When the allegations against then-Cardinal Theodore McCarrick first surfaced this past summer, the Catholic press initially expressed some healthy skepticism regarding their credibility. If the young Father McCarrick had actually abused seminarians back in 1971, how were these misdeeds so successfully kept secret for nearly fifty years--and how did this priest subsequently manage to rise through the church's ranks to the upper echelons of the hierarchy? The suggestion that the accusations might be false was clearly on the table for a moment. Unfortunately, the Catholic media quickly allowed itself to be swept into the secular media's hostile rush to judgment, abandoning critical thinking and a sense of perspective in favor of a presumption of guilt that offends seriously against justice and charity.

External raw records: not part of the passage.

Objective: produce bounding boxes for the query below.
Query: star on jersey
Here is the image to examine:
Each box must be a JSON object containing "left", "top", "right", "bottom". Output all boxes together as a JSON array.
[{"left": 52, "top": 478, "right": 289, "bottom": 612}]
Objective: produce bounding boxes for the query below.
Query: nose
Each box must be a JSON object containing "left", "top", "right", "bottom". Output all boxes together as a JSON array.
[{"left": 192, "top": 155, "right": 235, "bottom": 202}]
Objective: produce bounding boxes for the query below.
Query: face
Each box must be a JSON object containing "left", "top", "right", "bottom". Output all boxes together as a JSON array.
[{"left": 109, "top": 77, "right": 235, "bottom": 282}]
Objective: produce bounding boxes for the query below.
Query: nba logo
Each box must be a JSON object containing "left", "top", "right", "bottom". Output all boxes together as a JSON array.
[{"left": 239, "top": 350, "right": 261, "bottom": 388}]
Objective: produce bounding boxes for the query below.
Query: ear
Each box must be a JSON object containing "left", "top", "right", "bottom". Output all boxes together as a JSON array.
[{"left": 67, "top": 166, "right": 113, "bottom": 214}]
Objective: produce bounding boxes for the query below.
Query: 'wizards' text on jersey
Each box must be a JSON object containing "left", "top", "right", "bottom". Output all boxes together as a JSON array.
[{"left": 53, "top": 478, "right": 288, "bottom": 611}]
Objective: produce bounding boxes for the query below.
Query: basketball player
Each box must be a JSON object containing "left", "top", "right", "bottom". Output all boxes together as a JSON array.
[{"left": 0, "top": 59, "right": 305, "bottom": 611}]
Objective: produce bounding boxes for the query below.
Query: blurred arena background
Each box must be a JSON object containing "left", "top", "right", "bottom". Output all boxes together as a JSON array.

Had Catholic journalists acted in accord with the charity, justice and prudence their faith teaches, not to mention respect for the truth, they would have reserved judgment on the McCarrick case, assuming the former cardinal's innocence until the results of the Church's investigation were in hand. Today's Catholic journalists would do well to remember that back in the 1950s, the great Italian mystic and canonized saint, Pio of Pietrelcina, was temporarily removed from public ministry while the Church looked into a credible allegation of sexual misconduct against him. Within two years, Padre Pio was acquitted and returned to public ministry. Not every priest, bishop, or cardinal accused of a sin and crime is actually guilty. Archbishop Emeritus McCarrick resigned from the College of Cardinals because Pope Francis asked him to do so as a procedural requirement for the Church's investigation process; however, his resignation is not necessarily an admission of guilt. My impression of McCarrick over the course of many years has always been a man of quiet strength and radiant joy, a passionate and articulate defender of the faith, indeed a saintly man, and I cannot reconcile the current charges against him with his apparent sanctity. I will continue to assume that he is a holy man who has been falsely accused of wrongdoing, unless and until the Church's findings indicate the latter.